For the first time since I arrive in Toronto in May, I am wearing a sweater in the day time. I’ve only worn a sweater or hooded top four times in total since arriving. It’s been hot. Earlier this week, even, the people who warn about these things within local government issues a heat advisory warning, saying there was a heat wave. But it’s sweater weather today, and it’s nice.
I went to McDonald’s yesterday because — obviously — I wanted a healthy nutritious snack. I had a hamburger. I absolutely cannot ever remember having a McDonald’s hamburger before. I felt like J. Wellington Wimpy. Sadly, though, I had to pay them immediately.

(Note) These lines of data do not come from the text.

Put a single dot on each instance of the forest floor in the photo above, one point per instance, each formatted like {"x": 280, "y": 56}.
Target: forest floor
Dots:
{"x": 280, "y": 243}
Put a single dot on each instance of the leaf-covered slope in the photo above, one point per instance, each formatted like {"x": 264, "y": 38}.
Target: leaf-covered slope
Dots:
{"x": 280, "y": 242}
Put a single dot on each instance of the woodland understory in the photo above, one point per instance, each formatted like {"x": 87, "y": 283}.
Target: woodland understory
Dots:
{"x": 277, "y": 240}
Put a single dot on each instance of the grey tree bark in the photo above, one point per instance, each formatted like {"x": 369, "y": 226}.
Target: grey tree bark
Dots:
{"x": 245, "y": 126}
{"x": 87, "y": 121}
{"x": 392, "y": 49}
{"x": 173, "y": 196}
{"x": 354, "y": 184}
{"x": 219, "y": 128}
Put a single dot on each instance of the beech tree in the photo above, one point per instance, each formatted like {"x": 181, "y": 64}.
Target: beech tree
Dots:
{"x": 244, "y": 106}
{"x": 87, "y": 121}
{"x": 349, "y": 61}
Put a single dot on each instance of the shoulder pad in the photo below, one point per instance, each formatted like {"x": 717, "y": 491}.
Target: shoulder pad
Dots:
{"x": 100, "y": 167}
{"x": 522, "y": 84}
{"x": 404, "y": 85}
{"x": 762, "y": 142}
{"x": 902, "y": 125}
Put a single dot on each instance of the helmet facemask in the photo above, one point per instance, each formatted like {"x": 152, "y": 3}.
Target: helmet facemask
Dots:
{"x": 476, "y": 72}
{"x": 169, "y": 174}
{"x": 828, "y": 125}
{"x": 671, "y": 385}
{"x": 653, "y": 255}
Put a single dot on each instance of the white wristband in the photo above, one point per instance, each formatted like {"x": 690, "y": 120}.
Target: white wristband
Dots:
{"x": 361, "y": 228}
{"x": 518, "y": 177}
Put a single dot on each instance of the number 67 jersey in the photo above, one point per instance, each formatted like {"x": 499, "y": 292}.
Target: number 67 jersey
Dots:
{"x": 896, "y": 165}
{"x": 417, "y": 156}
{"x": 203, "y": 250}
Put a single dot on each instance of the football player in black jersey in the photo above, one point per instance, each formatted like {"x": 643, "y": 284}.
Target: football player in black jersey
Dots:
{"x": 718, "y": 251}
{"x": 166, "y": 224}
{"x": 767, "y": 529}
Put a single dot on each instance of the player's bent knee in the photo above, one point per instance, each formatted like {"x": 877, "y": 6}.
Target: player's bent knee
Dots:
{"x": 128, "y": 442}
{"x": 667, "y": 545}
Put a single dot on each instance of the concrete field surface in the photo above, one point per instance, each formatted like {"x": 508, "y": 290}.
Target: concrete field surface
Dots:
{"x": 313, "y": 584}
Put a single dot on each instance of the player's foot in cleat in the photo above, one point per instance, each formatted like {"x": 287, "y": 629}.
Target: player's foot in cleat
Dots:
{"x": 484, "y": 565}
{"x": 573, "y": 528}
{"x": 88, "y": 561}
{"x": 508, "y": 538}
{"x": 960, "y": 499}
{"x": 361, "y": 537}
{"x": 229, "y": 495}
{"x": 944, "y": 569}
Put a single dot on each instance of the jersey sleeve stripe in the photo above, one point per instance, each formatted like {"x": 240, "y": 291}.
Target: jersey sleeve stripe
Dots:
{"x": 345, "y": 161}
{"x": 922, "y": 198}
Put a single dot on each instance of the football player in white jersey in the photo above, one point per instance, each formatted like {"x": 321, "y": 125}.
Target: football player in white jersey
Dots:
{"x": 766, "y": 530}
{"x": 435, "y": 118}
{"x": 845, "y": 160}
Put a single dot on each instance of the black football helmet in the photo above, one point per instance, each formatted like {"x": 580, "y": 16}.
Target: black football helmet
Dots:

While I was there I took one of the little paper cups that you can pump ketchup into. They are lovely little creations. Something I didn’t realise until I played with it this morning is that there’s no adhesives involved, it’s all origami. Look:
I also took a sachet of pepper. It’s called pepper on one side of the sachet and, being Canada, it’s called poivre on the other side. It’s a good job I didn’t actually want any pepper, cos, well, there’s not much pepper in there: forty one grains to be precise.
Saturday morning, watching a movie from my teenage years: WarGames. 1983. Starring Matthew Broderick and Ally Sheedy. It’s a very strange feeling to look back on Cold War nuclear armageddon scenarios with a sense of wistful nostalgia. Things weren’t really simpler back then, it’s just that I was simpler, I guess. Ally Sheedy … she really is incredibly pretty.